The use of kinematics to quantify gait attributes and predict gait scores in dairy cows

Detecting walking pattern abnormalities in dairy cows early on holds the potential to reduce the occurrence of clinical lameness. This study aimed to predict gait scores in non-clinically lame dairy cows by using gait attributes based on kinematic data. Markers were placed on 20 anatomical landmarks on 12 dairy cows. The cows were walked multiple times through a corridor while recorded by six cameras, representing 69 passages. Specific gait attributes were computed from the 3D coordinates of the hoof markers. Gait was visually assessed using a 5-point numerical rating system (NRS). Due to the limited number of observations with NRS lower than 2 (n = 1) and higher than 3 (n = 6), the NRS labels were combined into three groups, representing NRS <= 2, NRS = 2.5, and NRS >= 3. The dataset was split into training and testing sets (70:30 ratio), stratified by the distribution of the NRS categories.

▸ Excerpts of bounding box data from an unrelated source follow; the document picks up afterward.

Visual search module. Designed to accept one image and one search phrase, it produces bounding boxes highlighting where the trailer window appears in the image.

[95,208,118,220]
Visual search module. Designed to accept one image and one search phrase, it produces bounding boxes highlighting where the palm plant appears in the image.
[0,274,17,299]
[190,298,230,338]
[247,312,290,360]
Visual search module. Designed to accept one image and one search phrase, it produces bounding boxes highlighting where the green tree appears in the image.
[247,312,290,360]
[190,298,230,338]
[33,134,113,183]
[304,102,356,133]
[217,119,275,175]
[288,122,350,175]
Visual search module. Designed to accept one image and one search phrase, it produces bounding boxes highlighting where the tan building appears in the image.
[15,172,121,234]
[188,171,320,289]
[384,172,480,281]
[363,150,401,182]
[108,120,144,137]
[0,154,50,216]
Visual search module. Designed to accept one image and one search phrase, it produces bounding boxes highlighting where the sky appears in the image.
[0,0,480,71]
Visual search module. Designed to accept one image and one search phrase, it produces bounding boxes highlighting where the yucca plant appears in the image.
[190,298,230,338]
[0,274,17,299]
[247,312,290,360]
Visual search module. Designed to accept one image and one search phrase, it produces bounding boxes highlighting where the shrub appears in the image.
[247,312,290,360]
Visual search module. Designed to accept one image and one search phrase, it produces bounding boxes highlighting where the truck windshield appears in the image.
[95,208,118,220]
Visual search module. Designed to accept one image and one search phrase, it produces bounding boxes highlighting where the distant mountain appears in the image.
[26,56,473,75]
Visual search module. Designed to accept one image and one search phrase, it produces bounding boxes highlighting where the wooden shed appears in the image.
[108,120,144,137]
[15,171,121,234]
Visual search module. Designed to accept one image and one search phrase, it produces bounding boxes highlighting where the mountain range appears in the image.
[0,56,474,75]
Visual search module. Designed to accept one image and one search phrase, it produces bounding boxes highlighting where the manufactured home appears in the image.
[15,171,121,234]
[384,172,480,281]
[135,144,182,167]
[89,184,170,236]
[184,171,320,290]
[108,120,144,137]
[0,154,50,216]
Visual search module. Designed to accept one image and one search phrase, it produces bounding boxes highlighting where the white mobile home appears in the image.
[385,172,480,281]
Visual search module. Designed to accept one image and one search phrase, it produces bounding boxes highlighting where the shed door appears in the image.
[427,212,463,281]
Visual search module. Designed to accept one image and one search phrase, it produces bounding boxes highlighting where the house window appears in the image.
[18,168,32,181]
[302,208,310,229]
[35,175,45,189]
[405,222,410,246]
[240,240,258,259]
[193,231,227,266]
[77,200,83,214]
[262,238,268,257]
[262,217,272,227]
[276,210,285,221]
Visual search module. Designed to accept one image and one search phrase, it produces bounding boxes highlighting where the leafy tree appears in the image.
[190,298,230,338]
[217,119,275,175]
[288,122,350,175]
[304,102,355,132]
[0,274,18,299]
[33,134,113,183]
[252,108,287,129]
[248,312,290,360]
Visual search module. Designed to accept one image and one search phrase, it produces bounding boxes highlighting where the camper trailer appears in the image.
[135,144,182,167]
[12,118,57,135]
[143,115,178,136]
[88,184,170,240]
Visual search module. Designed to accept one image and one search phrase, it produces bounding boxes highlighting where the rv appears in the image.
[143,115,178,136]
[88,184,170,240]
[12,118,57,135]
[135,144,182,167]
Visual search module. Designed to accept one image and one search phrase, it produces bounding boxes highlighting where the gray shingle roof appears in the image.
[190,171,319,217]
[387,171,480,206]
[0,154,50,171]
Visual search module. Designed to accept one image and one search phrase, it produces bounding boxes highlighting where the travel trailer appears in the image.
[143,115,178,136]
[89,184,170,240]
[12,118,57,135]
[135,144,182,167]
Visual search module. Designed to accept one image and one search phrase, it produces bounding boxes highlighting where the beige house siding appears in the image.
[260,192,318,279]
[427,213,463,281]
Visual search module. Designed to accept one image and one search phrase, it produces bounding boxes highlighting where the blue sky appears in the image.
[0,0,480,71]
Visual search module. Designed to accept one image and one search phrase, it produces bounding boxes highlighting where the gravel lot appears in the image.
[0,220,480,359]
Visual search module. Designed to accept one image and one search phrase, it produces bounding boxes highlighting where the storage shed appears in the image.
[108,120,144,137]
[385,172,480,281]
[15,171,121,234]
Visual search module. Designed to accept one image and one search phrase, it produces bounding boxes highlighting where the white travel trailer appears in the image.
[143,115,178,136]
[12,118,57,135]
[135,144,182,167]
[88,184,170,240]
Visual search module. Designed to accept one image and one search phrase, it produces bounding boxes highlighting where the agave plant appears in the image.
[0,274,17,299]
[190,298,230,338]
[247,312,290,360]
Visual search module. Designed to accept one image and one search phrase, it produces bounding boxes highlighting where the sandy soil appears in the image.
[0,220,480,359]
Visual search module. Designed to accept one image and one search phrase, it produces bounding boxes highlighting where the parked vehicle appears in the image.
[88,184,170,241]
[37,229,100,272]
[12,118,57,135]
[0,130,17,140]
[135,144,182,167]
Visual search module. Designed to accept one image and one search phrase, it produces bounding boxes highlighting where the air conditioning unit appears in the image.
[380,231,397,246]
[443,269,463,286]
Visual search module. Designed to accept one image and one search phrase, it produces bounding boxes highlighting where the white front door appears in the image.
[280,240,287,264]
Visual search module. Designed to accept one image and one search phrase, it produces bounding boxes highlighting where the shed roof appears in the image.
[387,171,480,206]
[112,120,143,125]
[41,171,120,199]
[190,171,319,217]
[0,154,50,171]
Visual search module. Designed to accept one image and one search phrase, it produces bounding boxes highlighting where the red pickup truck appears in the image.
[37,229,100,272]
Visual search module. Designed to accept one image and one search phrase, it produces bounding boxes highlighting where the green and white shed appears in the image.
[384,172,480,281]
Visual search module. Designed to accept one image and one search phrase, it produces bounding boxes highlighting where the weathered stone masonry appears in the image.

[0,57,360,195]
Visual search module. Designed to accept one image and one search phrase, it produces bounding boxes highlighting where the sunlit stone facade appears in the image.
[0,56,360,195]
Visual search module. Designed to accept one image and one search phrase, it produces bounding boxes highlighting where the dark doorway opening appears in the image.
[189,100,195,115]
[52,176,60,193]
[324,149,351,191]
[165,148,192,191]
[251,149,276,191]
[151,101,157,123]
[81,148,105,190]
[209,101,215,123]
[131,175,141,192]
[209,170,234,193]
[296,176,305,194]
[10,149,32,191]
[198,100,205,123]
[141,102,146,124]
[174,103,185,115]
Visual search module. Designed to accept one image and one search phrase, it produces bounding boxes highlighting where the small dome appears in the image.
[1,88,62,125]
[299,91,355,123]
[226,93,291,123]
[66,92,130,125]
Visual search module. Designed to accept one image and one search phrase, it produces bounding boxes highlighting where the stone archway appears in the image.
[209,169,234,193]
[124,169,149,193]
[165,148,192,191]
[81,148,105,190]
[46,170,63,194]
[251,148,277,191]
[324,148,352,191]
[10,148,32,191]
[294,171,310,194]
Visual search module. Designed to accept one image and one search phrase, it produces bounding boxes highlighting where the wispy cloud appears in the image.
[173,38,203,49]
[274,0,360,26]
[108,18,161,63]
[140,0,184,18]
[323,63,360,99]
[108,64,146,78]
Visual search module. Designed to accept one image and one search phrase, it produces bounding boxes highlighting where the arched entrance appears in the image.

Random forest (RF), gradient boosting machine (GBM), extreme gradient boosting machine (XGBM), and support vector machine (SVM) with a radial basis kernel models were trained using k-fold repeated cross-validation with hyperparameters defined using a Bayesian optimization. Accuracy, sensitivity, specificity, F1 score, and balanced accuracy were calculated to measure model performance. The GBM model performed best, achieving an overall accuracy and F1 score of 0.65 in the testing set. The findings of this study contribute to the development of an automated monitoring system for early identification of gait abnormalities, thereby enhancing the welfare and longevity of dairy cows.